Key highlights of the NFHS-5

[1] Women outnumbering men

  • NFHS-5 data shows that there were 1,020 women for 1000 men in the country in 2019-2021.
  • This is the highest sex ratio for any NFHS survey as well as since the first modern synchronous census conducted in 1881.
  • To be sure, in the 2005-06 NFHS, the sex ratio was 1,000 or women and men were equal in number.

[2] Fertility has decreased

  • The Total Fertility Rate (TFR) has also come down below the threshold at which the population is expected to replace itself from one generation to next.
  • TFR was 2 in 2019-2021, just below the replacement fertility rate of 2.1. To be sure, in rural areas, the TFR is still 2.1.
  • In urban areas, TFR had gone below the replacement fertility rate in the 2015-16 NFHS itself.

[3] Population is ageing

  • A decline in TFR, which implies that lower number of children are being born, also entails that India’s population would become older.
  • Sure enough, the survey shows that the share of under-15 population in the country has therefore further declined from 28.6% in 2015-16 to 26.5% in 2019-21.

[4] Children’s nutrition has improved

  • The share of stunted (low height for age), wasted (low weight for height), and underweight (low weight for age) children have all come down since the last NFHS conducted in 2015-16.
  • However, the share of severely wasted children has not, nor has the share of overweight (high weight for height) or anaemic children.
  • The share of overweight children has increased from 2.1% to 3.4%.

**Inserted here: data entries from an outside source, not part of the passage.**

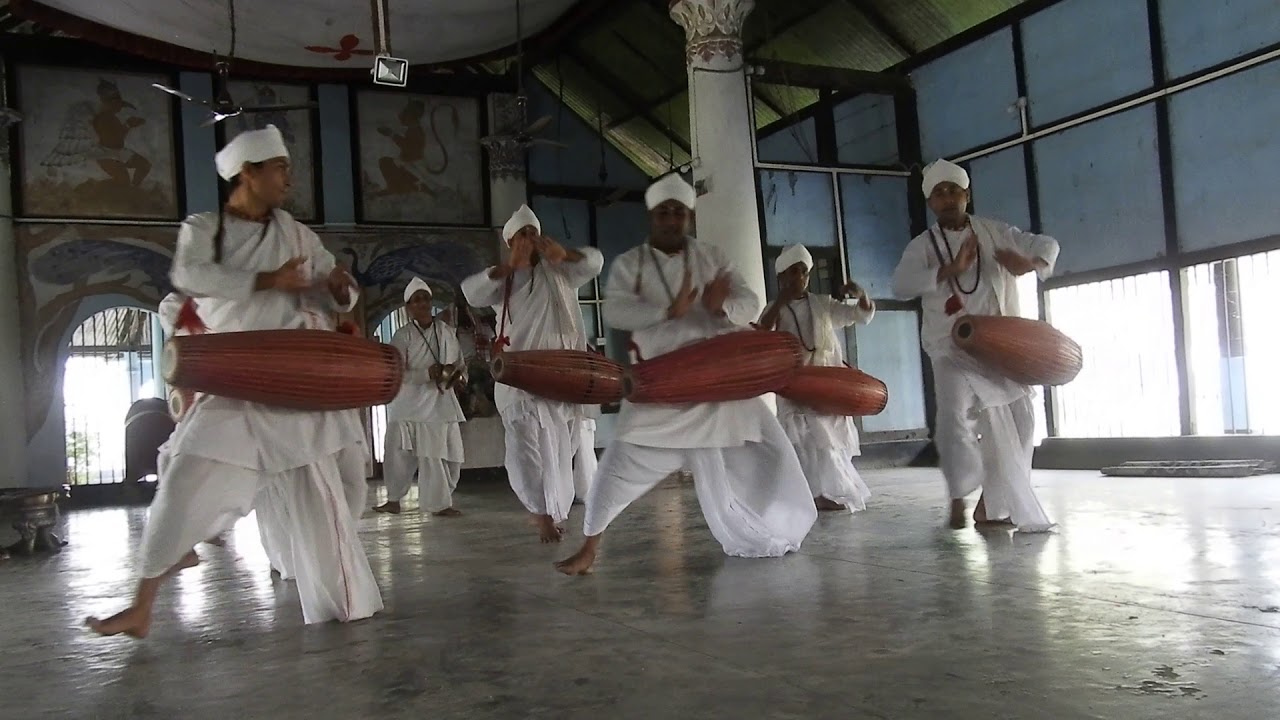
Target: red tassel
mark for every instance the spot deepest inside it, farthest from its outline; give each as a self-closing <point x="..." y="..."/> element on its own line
<point x="188" y="319"/>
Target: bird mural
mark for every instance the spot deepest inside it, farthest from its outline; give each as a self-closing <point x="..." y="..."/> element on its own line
<point x="449" y="261"/>
<point x="78" y="260"/>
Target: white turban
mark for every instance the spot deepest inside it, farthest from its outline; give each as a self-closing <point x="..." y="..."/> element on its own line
<point x="414" y="286"/>
<point x="250" y="146"/>
<point x="519" y="220"/>
<point x="792" y="255"/>
<point x="944" y="171"/>
<point x="670" y="187"/>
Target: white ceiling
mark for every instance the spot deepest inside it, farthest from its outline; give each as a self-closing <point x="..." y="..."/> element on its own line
<point x="282" y="31"/>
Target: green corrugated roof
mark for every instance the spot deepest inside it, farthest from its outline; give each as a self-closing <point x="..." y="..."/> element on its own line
<point x="641" y="46"/>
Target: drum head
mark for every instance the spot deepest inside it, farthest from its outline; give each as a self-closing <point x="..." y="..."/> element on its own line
<point x="169" y="361"/>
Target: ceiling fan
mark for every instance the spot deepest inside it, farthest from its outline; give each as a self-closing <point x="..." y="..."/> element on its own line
<point x="524" y="137"/>
<point x="222" y="106"/>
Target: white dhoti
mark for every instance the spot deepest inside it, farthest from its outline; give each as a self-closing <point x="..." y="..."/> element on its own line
<point x="433" y="451"/>
<point x="199" y="497"/>
<point x="753" y="496"/>
<point x="1000" y="463"/>
<point x="826" y="446"/>
<point x="585" y="463"/>
<point x="539" y="456"/>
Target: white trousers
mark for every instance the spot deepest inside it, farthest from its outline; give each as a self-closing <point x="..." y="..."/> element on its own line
<point x="754" y="497"/>
<point x="540" y="459"/>
<point x="437" y="478"/>
<point x="1000" y="463"/>
<point x="831" y="474"/>
<point x="270" y="509"/>
<point x="584" y="455"/>
<point x="199" y="497"/>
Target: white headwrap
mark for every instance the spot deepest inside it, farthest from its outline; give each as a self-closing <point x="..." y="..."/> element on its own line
<point x="944" y="171"/>
<point x="519" y="220"/>
<point x="414" y="286"/>
<point x="792" y="255"/>
<point x="670" y="187"/>
<point x="250" y="146"/>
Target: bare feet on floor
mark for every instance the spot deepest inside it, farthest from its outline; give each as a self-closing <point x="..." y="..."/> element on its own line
<point x="547" y="529"/>
<point x="827" y="504"/>
<point x="133" y="621"/>
<point x="580" y="563"/>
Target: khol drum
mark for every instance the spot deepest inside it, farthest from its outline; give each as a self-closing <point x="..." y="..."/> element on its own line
<point x="567" y="376"/>
<point x="725" y="368"/>
<point x="298" y="369"/>
<point x="1027" y="351"/>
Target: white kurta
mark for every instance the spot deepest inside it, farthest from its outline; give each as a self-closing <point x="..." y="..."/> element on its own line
<point x="228" y="452"/>
<point x="972" y="399"/>
<point x="749" y="482"/>
<point x="542" y="314"/>
<point x="424" y="422"/>
<point x="824" y="443"/>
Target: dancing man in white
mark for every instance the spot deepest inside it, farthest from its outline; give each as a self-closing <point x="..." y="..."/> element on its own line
<point x="824" y="443"/>
<point x="424" y="422"/>
<point x="965" y="264"/>
<point x="670" y="292"/>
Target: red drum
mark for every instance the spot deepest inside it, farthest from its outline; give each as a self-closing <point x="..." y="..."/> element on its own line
<point x="730" y="367"/>
<point x="179" y="402"/>
<point x="567" y="376"/>
<point x="298" y="369"/>
<point x="837" y="391"/>
<point x="1027" y="351"/>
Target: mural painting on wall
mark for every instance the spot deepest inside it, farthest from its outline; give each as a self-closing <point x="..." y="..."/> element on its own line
<point x="420" y="159"/>
<point x="62" y="264"/>
<point x="383" y="264"/>
<point x="295" y="126"/>
<point x="95" y="145"/>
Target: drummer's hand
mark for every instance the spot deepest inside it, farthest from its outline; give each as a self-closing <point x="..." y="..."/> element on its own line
<point x="684" y="299"/>
<point x="341" y="283"/>
<point x="521" y="253"/>
<point x="551" y="250"/>
<point x="716" y="294"/>
<point x="289" y="277"/>
<point x="1015" y="263"/>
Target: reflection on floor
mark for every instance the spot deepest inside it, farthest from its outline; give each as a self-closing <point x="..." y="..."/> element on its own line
<point x="1155" y="598"/>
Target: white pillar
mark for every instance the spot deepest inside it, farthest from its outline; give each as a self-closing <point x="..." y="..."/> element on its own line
<point x="720" y="117"/>
<point x="507" y="190"/>
<point x="13" y="405"/>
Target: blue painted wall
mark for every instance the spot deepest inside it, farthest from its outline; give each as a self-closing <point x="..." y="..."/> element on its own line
<point x="963" y="99"/>
<point x="1083" y="53"/>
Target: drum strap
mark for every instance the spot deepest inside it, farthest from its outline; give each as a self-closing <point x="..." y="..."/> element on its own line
<point x="502" y="340"/>
<point x="955" y="282"/>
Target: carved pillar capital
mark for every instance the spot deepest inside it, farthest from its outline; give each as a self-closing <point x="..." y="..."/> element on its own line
<point x="713" y="28"/>
<point x="506" y="156"/>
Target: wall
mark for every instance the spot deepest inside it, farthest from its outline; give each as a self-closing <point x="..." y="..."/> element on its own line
<point x="1153" y="186"/>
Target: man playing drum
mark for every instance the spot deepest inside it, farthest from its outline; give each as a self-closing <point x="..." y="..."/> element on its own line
<point x="252" y="267"/>
<point x="670" y="292"/>
<point x="961" y="265"/>
<point x="534" y="295"/>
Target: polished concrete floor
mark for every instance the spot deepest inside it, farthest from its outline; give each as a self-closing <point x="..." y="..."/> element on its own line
<point x="1155" y="598"/>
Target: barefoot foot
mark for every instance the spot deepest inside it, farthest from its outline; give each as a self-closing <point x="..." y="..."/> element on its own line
<point x="547" y="529"/>
<point x="577" y="564"/>
<point x="133" y="621"/>
<point x="826" y="504"/>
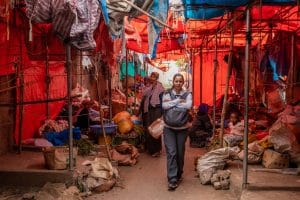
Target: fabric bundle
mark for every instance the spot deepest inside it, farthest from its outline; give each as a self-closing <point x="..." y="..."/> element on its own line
<point x="73" y="21"/>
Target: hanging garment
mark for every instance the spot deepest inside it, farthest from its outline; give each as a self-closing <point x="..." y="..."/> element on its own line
<point x="73" y="21"/>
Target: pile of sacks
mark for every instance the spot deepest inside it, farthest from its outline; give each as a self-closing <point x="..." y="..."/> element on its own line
<point x="98" y="176"/>
<point x="210" y="167"/>
<point x="125" y="154"/>
<point x="54" y="191"/>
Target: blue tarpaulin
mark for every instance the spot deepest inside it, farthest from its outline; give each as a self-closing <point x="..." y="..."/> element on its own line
<point x="204" y="9"/>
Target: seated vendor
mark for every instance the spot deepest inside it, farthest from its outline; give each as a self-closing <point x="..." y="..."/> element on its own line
<point x="201" y="129"/>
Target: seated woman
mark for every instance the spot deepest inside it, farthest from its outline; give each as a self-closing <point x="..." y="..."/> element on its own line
<point x="201" y="129"/>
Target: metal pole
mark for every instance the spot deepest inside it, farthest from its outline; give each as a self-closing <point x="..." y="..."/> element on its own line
<point x="69" y="83"/>
<point x="246" y="96"/>
<point x="292" y="67"/>
<point x="47" y="81"/>
<point x="201" y="74"/>
<point x="21" y="107"/>
<point x="227" y="83"/>
<point x="109" y="94"/>
<point x="215" y="84"/>
<point x="193" y="71"/>
<point x="20" y="82"/>
<point x="126" y="84"/>
<point x="134" y="81"/>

[5] Nutrition problem for adults

  • For children and their mothers, there are at least government schemes such as Integrated Child Development Services (ICDS) that seek to address the nutritional needs at the time of childbirth and infancy.
  • However, there is a need to address the nutritional needs of adults too.
  • The survey has shown that though India might have achieved food security, 60% of Indians cannot afford nutritious diets.
  • While the share of women and men with below-normal Body Mass Index (BMI) has decreased, the share of overweight and obese (those with above-normal BMI) and the share of anaemic has increased.

[6] Basic sanitation challenges

  • Availability of basic amenities such as improved sanitation facilities clean fuel for cooking, or menstrual hygiene products can improve health outcomes.
  • There has been an improvement on indicators for all three since the last NFHS. However, the degree of improvement might be less than claimed by the government.
  • For example, only 70% population had access to an improved sanitation facility.
  • While not exactly an indicator of open defecation, it means that the remaining 30% of the population has a flush or pour-flush toilet not connected to a sewer, septic tank or pit latrine.

[7] Use of clean fuel

  • The share of households that use clean cooking fuel is also just 59%.

[8] Financial inclusion

  • The share of women having a bank account that they themselves use has increased from 53% to 79%.
  • Households’ coverage by health insurance or financing scheme also has increased 1.4 times to 41%, a clear indication of the impact of the government’s health insurance scheme.